MEF2 is regulated by CaMKIIδ2 and a HDAC4-HDAC5 heterodimer in vascular smooth muscle cells

VSMCs (vascular smooth muscle cells) dedifferentiate from the contractile to the synthetic phenotype in response to acute vascular diseases such as restenosis and chronic vascular diseases such as atherosclerosis, and contribute to growth of the neointima. We demonstrated previously that balloon catheter injury of rat carotid arteries resulted in increased expression of CaMKII (Ca2+ /calmodulin-dependent protein kinase) II delta(2) in the medial wall and the expanding neointima [House and Singer (2008) Arterioscler. Thromb. Vase. Biol. 28, 441-447]. These findings led us to hypothesize that increased expression of CaMKII delta(2) is a positive mediator of synthetic VSMCs. HDAC (histone deacetylase) 4 and HDAC5 function as transcriptional co-repressors and are regulated in a CaMKII-dependent manner. In the present paper, we report that endogenous HDAC4 and HDAC5 in VSMCs are activated in a Ca2+- and CaMKII delta(2)-dependent manner. We show further that AngII (angiotensin II)- and PDGF (platelet-derived growth factor)-dependent phosphorylation of HDAC4 and HDAC5 is reduced when CaMKII delta(2) expression is suppressed or CaMKII delta(2) activity is attenuated. The transcriptional activator MEF2 (myocyte-enhancer factor 2) is an important determinant of VSMC phenotype and is regulated in an HDAC-dependent manner.

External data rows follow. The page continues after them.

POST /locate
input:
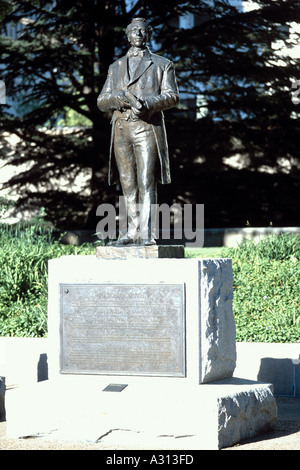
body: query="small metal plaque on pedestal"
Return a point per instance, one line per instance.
(122, 329)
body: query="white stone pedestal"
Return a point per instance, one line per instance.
(210, 350)
(204, 408)
(150, 413)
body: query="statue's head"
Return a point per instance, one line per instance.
(139, 32)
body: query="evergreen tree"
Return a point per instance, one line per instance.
(57, 64)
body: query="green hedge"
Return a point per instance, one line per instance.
(266, 290)
(24, 254)
(266, 301)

In the present paper, we report that stimulation of VSMCs with ionomycin or AnglI potentiates MEF2's ability to bind DNA and increases the expression of established MEF2 target genes Nur77 (nuclear receptor 77) (NR4A1) and MCP1 (monocyte chemotactic protein 1) (CCL2). Suppression of CaMKII delta(2) attenuates increased MEF2 DNA-binding activity and up-regulation of Nur77 and MCP1. Finally, we show that HDAC5 is regulated by HDAC4 in VSMCs. Suppression of HDAC4 expression and activity prevents Angll- and PDGF-dependent phosphorylation of HDAC5. Taken together, these results illustrate a mechanism by which CaMKII delta(2) mediates MEF2-dependent gene transcription in VSMCs through regulation of HDAC4 and HDAC5.